In 1995, Coleman co-founded and served as chairman of BEA Systems, an enterprise software company, which was sold to Oracle in 2008 for $8.5 billion. Coleman spent the final years of his career working in venture capital, including stints as CEO of the Cassatt Corporation and Veritas Technologies. Coleman and his wife also founded the Coleman Institute for Cognitive Disabilities at the University of Colorado.
Notes from the Random Access File
- This episode was recorded at KCSM-TV on October 24, 1983, and first broadcast on February 12, 1984–three weeks after the famous “1984” ad announcing the launch of the Macintosh.
- You can watch this episode at the Internet Archive.

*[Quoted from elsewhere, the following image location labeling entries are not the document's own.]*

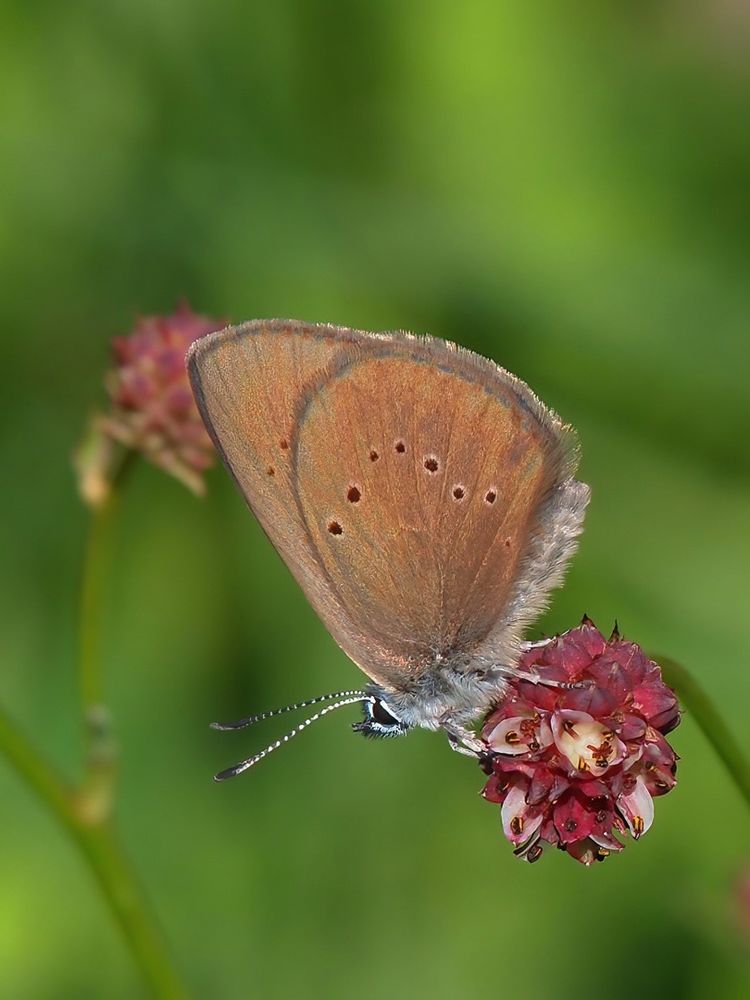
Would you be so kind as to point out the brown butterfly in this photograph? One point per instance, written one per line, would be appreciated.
(423, 498)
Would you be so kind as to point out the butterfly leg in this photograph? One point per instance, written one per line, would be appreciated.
(525, 675)
(465, 742)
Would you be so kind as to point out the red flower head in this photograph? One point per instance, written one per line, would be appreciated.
(153, 410)
(580, 755)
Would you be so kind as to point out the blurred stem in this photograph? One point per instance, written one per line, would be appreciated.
(99, 845)
(100, 750)
(705, 713)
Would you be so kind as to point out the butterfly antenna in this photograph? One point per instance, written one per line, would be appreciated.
(245, 765)
(252, 719)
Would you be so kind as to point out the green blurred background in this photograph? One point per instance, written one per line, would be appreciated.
(563, 187)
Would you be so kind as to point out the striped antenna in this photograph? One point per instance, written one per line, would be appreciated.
(245, 765)
(252, 719)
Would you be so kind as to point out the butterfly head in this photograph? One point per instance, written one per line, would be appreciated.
(380, 719)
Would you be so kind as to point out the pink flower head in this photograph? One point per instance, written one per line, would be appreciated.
(578, 755)
(153, 410)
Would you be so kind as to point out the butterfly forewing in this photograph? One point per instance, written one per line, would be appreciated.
(400, 479)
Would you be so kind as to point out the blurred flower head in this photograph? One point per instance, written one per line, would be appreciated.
(578, 756)
(152, 408)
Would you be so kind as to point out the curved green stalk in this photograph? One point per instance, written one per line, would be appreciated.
(85, 811)
(100, 848)
(710, 720)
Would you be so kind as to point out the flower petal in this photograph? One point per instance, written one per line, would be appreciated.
(637, 808)
(519, 820)
(588, 745)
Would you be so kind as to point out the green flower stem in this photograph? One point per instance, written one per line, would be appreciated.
(100, 750)
(705, 713)
(98, 844)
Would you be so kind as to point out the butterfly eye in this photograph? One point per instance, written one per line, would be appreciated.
(381, 715)
(380, 721)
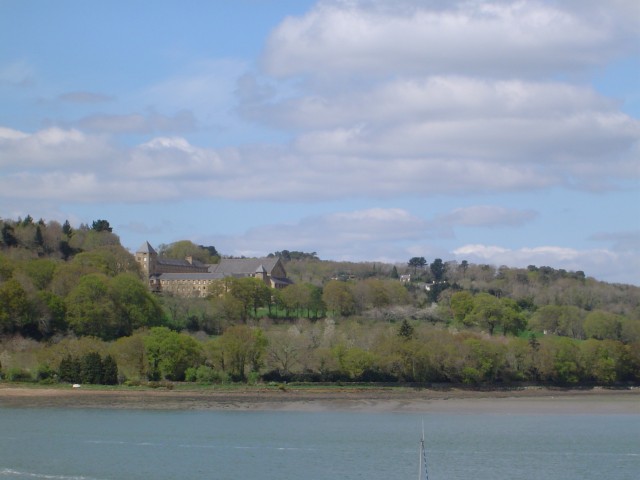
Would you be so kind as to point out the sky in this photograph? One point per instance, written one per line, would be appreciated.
(497, 132)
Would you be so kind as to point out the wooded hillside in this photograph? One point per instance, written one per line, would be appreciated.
(67, 294)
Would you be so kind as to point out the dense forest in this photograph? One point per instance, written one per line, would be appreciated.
(75, 308)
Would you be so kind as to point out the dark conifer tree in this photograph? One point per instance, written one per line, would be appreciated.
(91, 368)
(109, 371)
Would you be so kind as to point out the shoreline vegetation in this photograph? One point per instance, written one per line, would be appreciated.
(307, 398)
(76, 307)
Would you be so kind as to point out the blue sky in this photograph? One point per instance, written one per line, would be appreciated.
(501, 132)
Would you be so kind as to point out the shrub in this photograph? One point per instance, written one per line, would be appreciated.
(15, 374)
(45, 372)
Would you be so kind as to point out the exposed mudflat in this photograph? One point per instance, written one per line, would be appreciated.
(534, 400)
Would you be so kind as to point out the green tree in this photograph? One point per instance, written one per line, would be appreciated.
(92, 311)
(170, 353)
(136, 306)
(15, 307)
(338, 297)
(109, 371)
(603, 325)
(242, 346)
(66, 229)
(417, 262)
(251, 292)
(91, 368)
(487, 312)
(437, 268)
(406, 330)
(69, 370)
(461, 305)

- If you are interested in learning more about the development of Visi On, the June 1983 issue of Byte Magazine published an extensive “guided tour,” featuring an extended interview with Bill Coleman.
- John Couch has a forthcoming memoir about his time at Apple, My Life at Apple: And the Steve I Knew, scheduled for publication on July 13, 2021.
- Not to forget the other Steve, Couch’s winery sells a 2019 Chardonnay named in honor of Woz.
- Seriously, Couch should sell the wine and the book as a package deal.
- Despite the Apple Lisa’s short life, there was apparently an Apple Lisa Association that published its own newsletter called ICON. The October 1983 issue compared the relative cost of the Lisa with the IBM XT, one of the machines targeted by Visi On, and found that a “complete Lisa” with “software, hardware, and a dot matrix printer is now only $8,400 compared to the IBM at $9,229 without a printer.”
- For all the emphasis tat modern Apple places on making their devices thin and light, it’s amusing to note the Lisa weighed in at 48 pounds. And that’s not even counting the keyboard, which added an additional 4 pounds.
- Ronald K. Lakis was the director of The Computer Chronicles during this time. Lakis’ only other IMDB credit is for a documentary, The UFO Experience, produced in 1982 for KPIX-TV in San Francisco.
- One thing I would love to ask Lakis about is his practice of cutting to shots of Stewart Cheifet nodding while the guests are answering a question. It’s happened like 3 or 4 times in the episodes I’ve watched so far. I may need to start keeping a running count.
- May 21, 2021, addendum – After I published this post, Stephen Hackett and Quinn Nelson released an episode of their tech history podcast Flashback discussing the Apple Lisa.